What is the Distance Between Two Points?
The distance between two points is the straight-line length from one point to another. Imagine two locations on a map. If you draw a straight line between them, that is the distance we are talking about.
Mathematically, we use the distance formula to find it:
\[ d = \sqrt{(x_2 – x_1)^2 + (y_2 – y_1)^2} \]

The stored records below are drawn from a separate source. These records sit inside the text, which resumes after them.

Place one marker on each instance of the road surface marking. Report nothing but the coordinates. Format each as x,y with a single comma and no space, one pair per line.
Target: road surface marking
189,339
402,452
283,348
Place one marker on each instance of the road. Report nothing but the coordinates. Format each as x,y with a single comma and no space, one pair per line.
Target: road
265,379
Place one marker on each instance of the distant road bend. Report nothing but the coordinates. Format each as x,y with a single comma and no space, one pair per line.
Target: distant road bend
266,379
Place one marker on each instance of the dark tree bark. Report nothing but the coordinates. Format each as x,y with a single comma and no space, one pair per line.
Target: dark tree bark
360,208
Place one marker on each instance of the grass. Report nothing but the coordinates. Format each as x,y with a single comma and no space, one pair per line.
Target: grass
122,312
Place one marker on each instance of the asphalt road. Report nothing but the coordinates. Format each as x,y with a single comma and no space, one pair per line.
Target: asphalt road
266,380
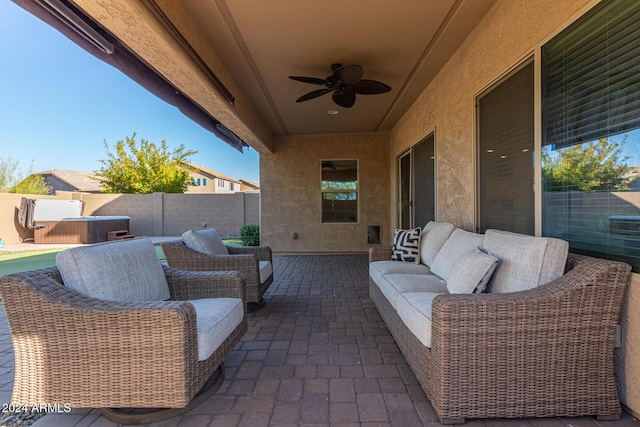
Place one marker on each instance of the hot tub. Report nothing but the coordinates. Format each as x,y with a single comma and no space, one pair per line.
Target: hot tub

It’s essentially an application of the Pythagorean theorem, where \(\Delta x = (x_2 – x_1)\) and \(\Delta y = (y_2 – y_1)\). If you’ve taken a basic geometry or algebra class, you’ve likely seen this formula before. Our Distance Calculator automates this entire process for you!
Example Use Case
Suppose you have two points \(A(3, 4)\) and \(B(6, 8)\). Enter the values into the calculator:
\(x_1 = 3,\; y_1 = 4\)
\(x_2 = 6,\; y_2 = 8\)
Hit “Calculate Distance,” and you’ll see:
Distance: \[ (6 – 3)^2 + (8 – 4)^2 = 5.0000 \]
Steps:
- \(\Delta x = 3\) and \(\Delta y = 4\)
- \(3^2 = 9\) and \(4^2 = 16\)
- \(9 + 16 = 25\)
- \(\sqrt{25} = 5\)
You’ll also see a graph with points \(A\) and \(B\) neatly drawn.